第35話 感性が死んでいる

「え!? 全話観てくれたんですか!?」


 汚いけど美味しいと評判のラーメン屋さんで、全乗せラーメンとミニ炒飯セットを待っている間に『空の恋人』の感想を伝えると嬉しがってくれた。


 人生で一度もお店でラーメンを食べたことがないと言うので、私の中で最も美味しいと思っているラーメン屋さんに連れてきた。
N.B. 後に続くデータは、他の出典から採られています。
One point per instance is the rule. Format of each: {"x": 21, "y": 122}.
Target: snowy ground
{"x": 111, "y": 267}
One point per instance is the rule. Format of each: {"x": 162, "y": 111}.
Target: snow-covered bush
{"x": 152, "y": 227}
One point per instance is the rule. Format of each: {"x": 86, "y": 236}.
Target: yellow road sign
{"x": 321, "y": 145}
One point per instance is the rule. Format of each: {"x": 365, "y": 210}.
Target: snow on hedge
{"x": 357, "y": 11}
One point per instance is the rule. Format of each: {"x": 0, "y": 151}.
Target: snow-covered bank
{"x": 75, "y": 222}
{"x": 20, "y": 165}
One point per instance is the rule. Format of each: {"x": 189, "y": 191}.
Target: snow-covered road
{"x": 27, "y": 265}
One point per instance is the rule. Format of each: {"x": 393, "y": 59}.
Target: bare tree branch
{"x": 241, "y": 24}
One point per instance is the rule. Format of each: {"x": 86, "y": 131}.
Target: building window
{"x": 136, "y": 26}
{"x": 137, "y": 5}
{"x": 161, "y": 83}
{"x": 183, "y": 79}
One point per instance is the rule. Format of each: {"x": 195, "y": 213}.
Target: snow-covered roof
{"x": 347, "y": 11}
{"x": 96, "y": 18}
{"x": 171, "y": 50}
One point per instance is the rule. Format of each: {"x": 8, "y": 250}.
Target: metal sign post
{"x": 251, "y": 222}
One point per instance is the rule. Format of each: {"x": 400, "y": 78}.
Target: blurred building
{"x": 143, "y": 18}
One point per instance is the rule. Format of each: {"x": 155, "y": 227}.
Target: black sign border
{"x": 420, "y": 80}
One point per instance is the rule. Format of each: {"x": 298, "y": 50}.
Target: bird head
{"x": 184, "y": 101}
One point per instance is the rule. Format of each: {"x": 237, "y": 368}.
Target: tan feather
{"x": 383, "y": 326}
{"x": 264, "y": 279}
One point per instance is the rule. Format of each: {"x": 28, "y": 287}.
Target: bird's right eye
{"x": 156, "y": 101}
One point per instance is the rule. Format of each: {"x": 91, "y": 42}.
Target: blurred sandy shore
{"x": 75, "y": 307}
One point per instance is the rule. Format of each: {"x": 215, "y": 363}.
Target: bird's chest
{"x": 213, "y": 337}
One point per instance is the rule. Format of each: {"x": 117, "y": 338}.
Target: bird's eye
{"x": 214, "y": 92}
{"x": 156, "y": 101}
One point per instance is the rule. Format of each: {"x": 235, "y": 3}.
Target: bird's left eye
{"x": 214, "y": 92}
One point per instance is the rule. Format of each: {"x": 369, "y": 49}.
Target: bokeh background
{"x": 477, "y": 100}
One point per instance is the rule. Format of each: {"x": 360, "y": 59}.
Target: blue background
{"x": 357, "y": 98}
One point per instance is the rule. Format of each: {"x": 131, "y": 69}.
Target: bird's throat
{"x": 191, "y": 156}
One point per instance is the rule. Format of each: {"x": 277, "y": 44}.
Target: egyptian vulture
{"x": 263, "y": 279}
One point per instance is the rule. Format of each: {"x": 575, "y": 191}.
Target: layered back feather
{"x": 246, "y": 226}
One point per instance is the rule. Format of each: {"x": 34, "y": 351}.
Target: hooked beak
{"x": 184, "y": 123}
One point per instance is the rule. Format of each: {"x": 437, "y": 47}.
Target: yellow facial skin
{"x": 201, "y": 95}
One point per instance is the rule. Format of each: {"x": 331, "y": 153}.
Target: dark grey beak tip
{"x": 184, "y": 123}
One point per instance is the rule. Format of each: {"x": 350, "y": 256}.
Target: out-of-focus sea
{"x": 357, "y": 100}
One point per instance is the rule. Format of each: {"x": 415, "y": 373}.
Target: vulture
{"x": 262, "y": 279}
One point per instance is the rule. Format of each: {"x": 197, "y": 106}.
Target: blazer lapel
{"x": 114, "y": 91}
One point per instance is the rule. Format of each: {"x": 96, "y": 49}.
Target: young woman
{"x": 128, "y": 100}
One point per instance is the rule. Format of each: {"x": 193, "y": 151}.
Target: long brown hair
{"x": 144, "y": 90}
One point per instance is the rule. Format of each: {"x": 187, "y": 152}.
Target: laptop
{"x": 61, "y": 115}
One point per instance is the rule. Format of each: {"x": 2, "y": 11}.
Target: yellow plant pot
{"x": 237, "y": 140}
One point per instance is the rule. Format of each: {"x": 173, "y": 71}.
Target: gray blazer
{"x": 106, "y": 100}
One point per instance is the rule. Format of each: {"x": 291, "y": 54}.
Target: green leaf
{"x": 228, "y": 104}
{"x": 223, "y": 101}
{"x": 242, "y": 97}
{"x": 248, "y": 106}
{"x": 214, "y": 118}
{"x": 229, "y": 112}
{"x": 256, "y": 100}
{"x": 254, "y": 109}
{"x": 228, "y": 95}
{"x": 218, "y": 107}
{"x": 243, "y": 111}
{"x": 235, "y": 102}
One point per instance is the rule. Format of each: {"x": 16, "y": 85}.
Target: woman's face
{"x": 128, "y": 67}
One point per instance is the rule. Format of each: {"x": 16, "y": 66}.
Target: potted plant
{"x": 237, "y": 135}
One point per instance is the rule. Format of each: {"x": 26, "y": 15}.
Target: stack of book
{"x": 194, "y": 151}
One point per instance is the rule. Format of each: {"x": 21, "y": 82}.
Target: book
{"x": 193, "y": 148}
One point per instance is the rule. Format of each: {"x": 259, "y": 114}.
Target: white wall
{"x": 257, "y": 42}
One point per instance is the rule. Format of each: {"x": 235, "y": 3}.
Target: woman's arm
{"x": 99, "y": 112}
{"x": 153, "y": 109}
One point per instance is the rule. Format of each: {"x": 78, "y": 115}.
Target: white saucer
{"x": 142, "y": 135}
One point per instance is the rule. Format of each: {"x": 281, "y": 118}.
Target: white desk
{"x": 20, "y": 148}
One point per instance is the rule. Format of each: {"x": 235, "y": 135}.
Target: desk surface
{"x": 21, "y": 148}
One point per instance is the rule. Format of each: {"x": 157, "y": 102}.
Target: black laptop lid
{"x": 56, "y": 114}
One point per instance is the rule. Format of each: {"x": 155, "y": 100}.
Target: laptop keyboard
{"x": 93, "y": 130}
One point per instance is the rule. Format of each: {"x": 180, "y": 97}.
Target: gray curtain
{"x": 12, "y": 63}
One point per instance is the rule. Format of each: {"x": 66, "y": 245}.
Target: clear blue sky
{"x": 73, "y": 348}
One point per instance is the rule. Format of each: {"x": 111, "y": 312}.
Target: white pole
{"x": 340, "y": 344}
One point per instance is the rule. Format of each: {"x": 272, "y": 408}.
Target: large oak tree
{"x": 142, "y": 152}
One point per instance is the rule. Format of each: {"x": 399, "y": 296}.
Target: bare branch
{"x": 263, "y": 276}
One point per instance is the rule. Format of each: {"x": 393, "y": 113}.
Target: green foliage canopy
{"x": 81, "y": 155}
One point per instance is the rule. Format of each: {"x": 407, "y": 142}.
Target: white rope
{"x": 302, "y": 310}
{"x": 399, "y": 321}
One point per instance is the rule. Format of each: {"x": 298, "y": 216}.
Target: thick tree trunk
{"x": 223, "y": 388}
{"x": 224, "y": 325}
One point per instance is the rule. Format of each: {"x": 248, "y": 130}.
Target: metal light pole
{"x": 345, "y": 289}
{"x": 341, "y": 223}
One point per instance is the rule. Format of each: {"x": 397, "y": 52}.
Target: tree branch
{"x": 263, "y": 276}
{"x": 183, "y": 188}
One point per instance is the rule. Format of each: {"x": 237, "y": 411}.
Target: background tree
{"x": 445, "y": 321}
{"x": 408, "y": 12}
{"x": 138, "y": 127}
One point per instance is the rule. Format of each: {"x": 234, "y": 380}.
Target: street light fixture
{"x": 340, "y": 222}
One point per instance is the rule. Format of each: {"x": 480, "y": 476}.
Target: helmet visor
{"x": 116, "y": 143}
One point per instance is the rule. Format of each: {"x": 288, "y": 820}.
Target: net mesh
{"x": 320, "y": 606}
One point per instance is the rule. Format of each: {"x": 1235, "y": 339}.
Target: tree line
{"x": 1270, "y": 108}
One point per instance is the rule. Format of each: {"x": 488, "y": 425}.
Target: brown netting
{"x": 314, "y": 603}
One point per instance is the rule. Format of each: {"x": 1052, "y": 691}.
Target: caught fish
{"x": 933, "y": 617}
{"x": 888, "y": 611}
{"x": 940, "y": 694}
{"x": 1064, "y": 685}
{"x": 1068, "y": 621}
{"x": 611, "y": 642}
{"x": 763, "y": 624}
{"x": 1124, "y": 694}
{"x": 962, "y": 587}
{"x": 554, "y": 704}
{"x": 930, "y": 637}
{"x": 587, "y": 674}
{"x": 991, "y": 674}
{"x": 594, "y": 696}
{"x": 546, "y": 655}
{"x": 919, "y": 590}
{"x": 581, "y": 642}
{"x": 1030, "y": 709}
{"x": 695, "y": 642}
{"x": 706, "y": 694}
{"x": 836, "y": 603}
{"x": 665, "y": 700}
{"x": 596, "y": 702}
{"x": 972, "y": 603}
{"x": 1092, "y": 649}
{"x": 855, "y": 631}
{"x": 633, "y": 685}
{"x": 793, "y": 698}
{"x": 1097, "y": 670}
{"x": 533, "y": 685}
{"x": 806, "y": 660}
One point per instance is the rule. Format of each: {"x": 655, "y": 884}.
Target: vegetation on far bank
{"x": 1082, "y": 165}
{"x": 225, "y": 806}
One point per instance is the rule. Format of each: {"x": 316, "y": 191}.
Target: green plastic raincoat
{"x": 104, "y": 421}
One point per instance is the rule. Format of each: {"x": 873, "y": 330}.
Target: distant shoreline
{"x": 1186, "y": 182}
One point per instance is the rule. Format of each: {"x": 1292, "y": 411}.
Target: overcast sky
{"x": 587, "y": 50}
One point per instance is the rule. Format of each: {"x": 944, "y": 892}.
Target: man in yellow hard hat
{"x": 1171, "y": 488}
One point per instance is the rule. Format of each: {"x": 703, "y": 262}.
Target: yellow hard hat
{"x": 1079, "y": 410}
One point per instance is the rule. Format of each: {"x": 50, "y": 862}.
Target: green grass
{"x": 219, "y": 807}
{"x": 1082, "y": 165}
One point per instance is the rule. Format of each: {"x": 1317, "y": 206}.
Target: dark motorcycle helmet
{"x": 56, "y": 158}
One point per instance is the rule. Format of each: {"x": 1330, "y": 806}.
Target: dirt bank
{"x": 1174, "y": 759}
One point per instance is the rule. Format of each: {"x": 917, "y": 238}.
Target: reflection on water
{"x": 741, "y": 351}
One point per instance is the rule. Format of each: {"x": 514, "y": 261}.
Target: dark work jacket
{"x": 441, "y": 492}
 しかし、外食すらも3年ぶりらしい愛佳先生が緊張している様子だったので、ほぐす意味でも「『空の恋人』面白かったよ」と切り出してみた。


「えー!? 何話まで観ました!」

「全話」


 そう答えた私は、若干のドヤ顔になっていたと思う。すぐに追いつけてスゴイねと褒めてもらいたい気持ちが抑えられないのだ。


「え!? 誰が推しですか?」

「うーん。みんな好きだけど主人公かな」


 言ってから、少し後悔する。漫画やアニメで主人公が1番好きと答えるのはダサい気がする。ここは、ちょっとマイナーなキャラにして「分かってる感」を出した方が良かったかもしれない。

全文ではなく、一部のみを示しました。